“We face an extremely grave problem. The church’s messages are subject to a type of manipulation and falsification by some western media,” (Cardinal Tarcisio) Bertone said in an interview with Le Figaro Magazine published in Paris on Saturday.
“I see a fixation by some journalists on moral topics, such as abortion and homosexual unions, which are certainly important issues but absolutely do not constitute the thinking and work of the church,” he said.
“Why this deafening silence?” he asked. “We have to say the press does not write much about the social and charity work of thousands of Catholic organisations around the world.”
Is it a “grave” problem? I can understand that it’s an annoying one. The media, however, do not exist today to give favorable coverage of events to any particular individual or group. Thanks to capitalism, news reporting is a profit-driven affair and the truth is that people will pay to learn about scandal, conflict, and soap operas.
I find the “fixation” statement incredible.

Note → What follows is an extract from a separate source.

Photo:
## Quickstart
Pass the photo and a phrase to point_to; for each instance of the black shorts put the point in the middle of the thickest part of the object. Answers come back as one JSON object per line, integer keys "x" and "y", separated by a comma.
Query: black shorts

The cardinal seems never to have been to America. If he had, he would have seen that issues of sexual or reproductive morality indeed constitute almost all of the public thinking of the Church’s hierarchy, at least since the late 1980’s. And even when the bishops turn their attention to liturgy, they get their fluffy slippers muddy with the question of a communicant-politician’s stance on abortion or homosexual unions.
It would be interesting to query people leading the way in the social and charity works done in Genova, Bertone’s archdiocese until recently. What would these leaders say about Bertone’s pastoral and PR emphases when he was archbishop?
Is this to say that bishops can’t or shouldn’t teach or publicize on sexual matters? Of course not. However, if a balance is desired, bishops should take a serious look at the quality of prudence and the expected outcomes of every significant public utterance. Meanwhile, I’m not too sympathetic with the good cardinal. The secular media does not exist to cater to our needs. I’d rather that Christian actions spoke more loudly, more clearly, and more unencumbered. We can devote resources to good public relations. Or we can let the chips fall where they may. But we can’t expect other people to do our jobs for us.